Brown Butter Egg Ramen


There's a version of elegant that doesn't require a reservation or a sauce with a name you can't pronounce. Brown butter is really just patience applied to dairy, and what comes out the other side is something that smells like a Parisian brasserie and a mountain cabin at the same time. This recipe leans into that. The sage goes in after the butter turns hazelnut-colored, and it crisps up in about thirty seconds like it's been waiting its whole life for this moment. The eggs get pan-fried in that same butter, so the whites stay tender and the edges go lacy and golden. Then it all goes into a simple, light chicken broth with ramen noodles, and you shave some gruyere over the top because you're not a monster. The whole thing is Alpine French without being fussy about it, which is honestly my favorite kind of French.
Butter turns to gold—Sage crisps in the hissing pan—Eggs know what they're worth
Let Me Tell You...
There's a cooking trick that French people treat like it's obvious and Americans treat like they invented it, and that trick is just burning butter a little on purpose.
The French call it beurre noisette, which translates to hazelnut butter, not because hazelnuts are involved but because that's what it smells like when the milk solids toast in the fat.
I found this out the hard way once when I was trying to make something fancy and ended up making something that smelled so good I stood at the stove eating it with a spoon directly from the pan.
It goes from nutty to burnt in under thirty seconds.
Pull the pan if you're unsure.
The sage is the part that makes people tilt their heads.
You drop the leaves into the brown butter right after it hits that hazelnut moment, and they shatter into crispness almost instantly, going from soft and herbal to something almost savory and lacquered.
I once left them in too long because I was checking my phone and they turned black and bitter and I had to start over, which felt like a punishment I deserved.
The eggs go in right after the sage comes out, and you baste them with the butter by tipping the pan, which is a move that feels a lot more skilled than it actually is.
Dropping them straight from the shell into hot butter is how you break yolks and ruin the whole mood.
The broth here is deliberately quiet.
You don't want it fighting with the butter for attention.
A good low-sodium chicken broth, warmed through with a little white pepper and maybe a shaved knob of gruyere stirred in at the end, is all you need.
The gruyere melts in half-threads into the broth in a way that looks accidental but is deeply intentional.
This is the kind of ramen that someone in Haute-Savoie would make on a Tuesday when it was cold and they had eggs and a nub of cheese and not a lot of patience for anything complicated.
The difference in nuttiness is significant and this dish is built around that flavor.

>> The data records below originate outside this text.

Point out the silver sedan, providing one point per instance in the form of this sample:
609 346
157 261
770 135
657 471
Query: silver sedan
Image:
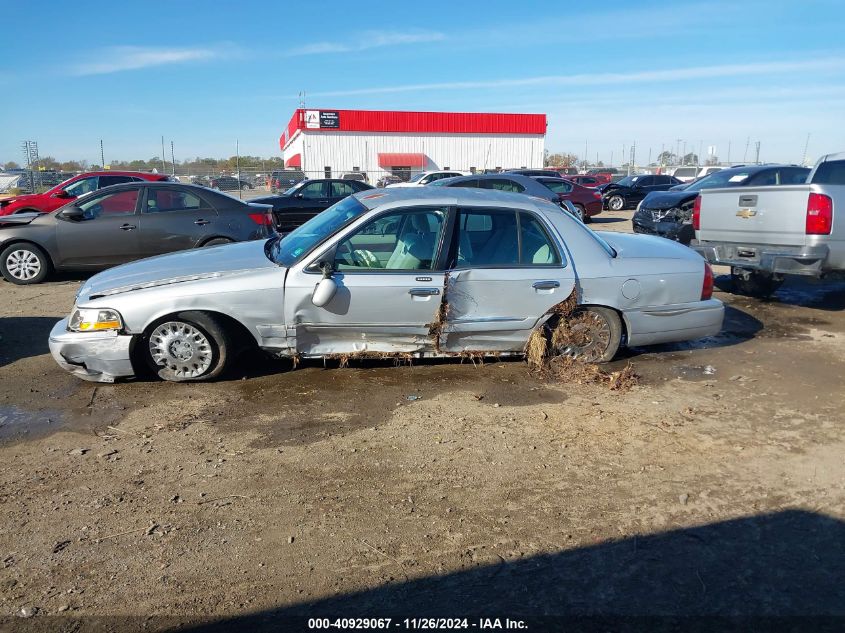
402 272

When you put it all together, the bowl has this layered thing going on where the lacy egg sits on top of the noodles, the broth is underneath doing its quiet job, the sage leaves stick up like tiny flags, and the gruyere is melting into everything around the edges.
It's the kind of dish that looks like you planned it, which you did, but it also looks like it happened naturally, which it kind of did too.

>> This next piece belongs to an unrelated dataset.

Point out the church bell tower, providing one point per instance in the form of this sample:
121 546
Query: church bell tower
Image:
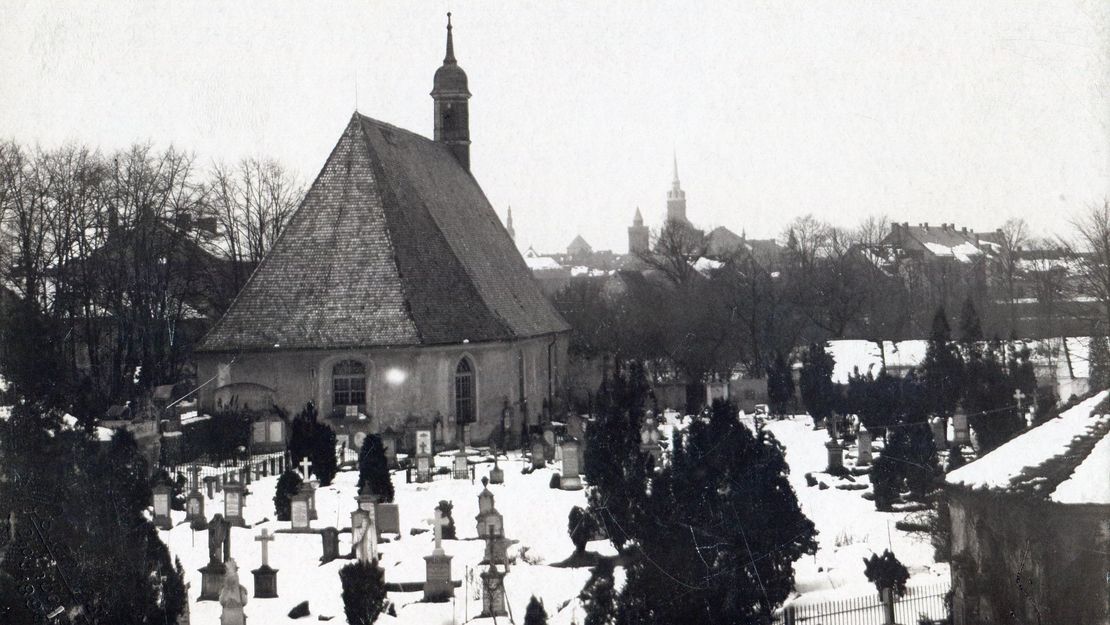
452 113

Brown butter has a way of making you look like you know what you're doing even when you're just standing there waiting for the foam to settle.
Ingredients
- 8 ounces dried ramen noodles (2 bricks, seasoning packets discarded)
- 4 large eggs
- 3 tablespoons unsalted butter, divided
- 8 fresh sage leaves
- 3 cups low-sodium chicken broth (or vegetable broth)

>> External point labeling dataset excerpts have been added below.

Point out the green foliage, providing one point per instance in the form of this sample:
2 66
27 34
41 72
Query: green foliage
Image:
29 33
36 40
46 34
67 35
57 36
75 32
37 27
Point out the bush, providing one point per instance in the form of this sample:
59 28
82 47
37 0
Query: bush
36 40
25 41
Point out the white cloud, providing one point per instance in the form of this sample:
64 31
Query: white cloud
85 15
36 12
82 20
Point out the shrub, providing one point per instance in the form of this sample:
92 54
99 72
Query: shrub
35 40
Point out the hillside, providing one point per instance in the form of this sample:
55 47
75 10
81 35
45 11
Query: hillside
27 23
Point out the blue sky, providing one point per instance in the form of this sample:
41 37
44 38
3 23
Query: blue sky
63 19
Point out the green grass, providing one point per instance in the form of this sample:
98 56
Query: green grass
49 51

- 2 ounces gruyere cheese, finely shaved or grated (plus more for serving)
- 1/4 teaspoon white pepper
- Kosher salt, to taste
- 1 teaspoon olive oil
Preparation
- Bring a medium pot of salted water to a boil. Cook ramen noodles for 2-3 minutes until just tender. Drain and rinse under cool water to stop cooking. Divide evenly between two serving bowls.
- In a small saucepan, bring the chicken broth to a gentle simmer over medium-low heat. Stir in white pepper and half of the grated gruyere. Let the cheese melt into the broth, whisking lightly. Keep warm on low heat.
- In a medium skillet (preferably stainless steel or cast iron), melt 2 tablespoons of butter over medium heat. Once the foam subsides and the butter turns golden-amber with a nutty aroma (about 3-4 minutes), add the sage leaves in a single layer. Fry for 20-30 seconds until crisp and deep green. Remove the sage leaves with a slotted spoon and set aside on paper towels. Season lightly with salt.
- Add the remaining 1 tablespoon of butter and the olive oil to the same skillet over medium heat. Gently crack two eggs at a time into the pan. Tilt the pan slightly and spoon the brown butter repeatedly over the egg whites to baste them. Cook 2-3 minutes until whites are just set with lacy, golden edges but yolks are still runny. Remove from pan and repeat with remaining two eggs.
- Ladle the warm gruyere-infused broth over the noodles in each bowl. Place two pan-fried eggs on top of the noodles in each bowl. Arrange 3-4 crispy sage leaves over the eggs. Scatter the remaining shaved gruyere over the top and finish with a pinch of white pepper.